Castelo Branco rebate demonização

Durante a palestra "Perspectivas sobre o cenário econômico do Brasil", na abertura na Exposibram 2019, o presidente da Petrobras, Roberto Castello Branco, disse que os acidentes com as barragens de rejeitos em Minas Gerais e suas consequências "não devem ser motivo para a demonização da mineração". Para o executivo, os órgãos públicos que deveriam fiscalizar (as estruturas de rejeitos), também falharam.

Ele também cobrou “uma postura mais proativa para a recuperação da imagem da mineração. A indústria da mineração precisa se unir em torno do Ibram e trabalhar em uma campanha ativa de recuperação da imagem". O presidente do Conselho Diretor do Ibram, Wilson Brumer, e o diretor-presidente do instituto, Flávio Penido, afirmaram que a entidade está agindo para conduzir a indústria da mineração a um amplo processo de transformação, prevendo maior nível de segurança operacional; mais proximidade, transparência e comunicação no relacionamento com a sociedade, entre outras atitudes.

Castello Branco disse ainda ser favorável à revisão do decreto nº 6640/2008, que trata das cavidades subterrâneas. O decreto determina limites à atividade minerária, inclusive, em localidades onde há cavidades sem importância comprovada. O presidente da Petrobras também quer aumento do percentual de território mapeado geologicamente para identificar recursos minerais no subsolo, "em especial na Amazônia".
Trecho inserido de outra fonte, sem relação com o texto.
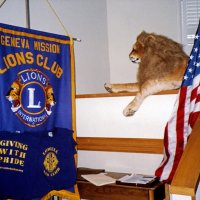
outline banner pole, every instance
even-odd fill
[[[30,6],[29,0],[25,0],[26,3],[26,28],[31,28],[30,26]]]

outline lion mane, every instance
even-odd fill
[[[132,116],[147,96],[178,89],[188,63],[188,56],[181,44],[166,36],[145,31],[138,35],[129,58],[139,64],[137,82],[105,84],[108,92],[137,92],[124,109],[125,116]]]

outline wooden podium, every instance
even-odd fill
[[[103,171],[103,170],[102,170]],[[81,177],[82,174],[100,173],[101,170],[78,169],[77,185],[82,199],[88,200],[164,200],[165,186],[156,182],[150,187],[108,184],[95,186]],[[108,176],[119,179],[125,173],[107,172]]]

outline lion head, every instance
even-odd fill
[[[46,112],[48,115],[51,114],[51,108],[56,104],[53,88],[50,84],[45,89],[46,93]]]
[[[13,112],[16,112],[20,108],[20,91],[21,91],[21,84],[17,79],[11,84],[11,88],[6,94],[6,98],[12,104],[11,109]]]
Em sua palestra, Castello Branco identificou vantagens socioeconômicas para municípios mineradores. Em estudo da Fundação Getúlio Vargas, que mensurou o impacto positivo da produção de minério de ferro no desenvolvimento dos municípios de Minas Gerais, o presidente da Petrobras afirmou que : "Análise econométrica da evolução do PIB per capita de mais de 722 municípios de Minas Gerais, entre 1980 e 2010, revelou que os municípios mineradores de ferro tiveram quase o dobro da taxa de crescimento (2,9% ao ano) do que os municípios não mineradores".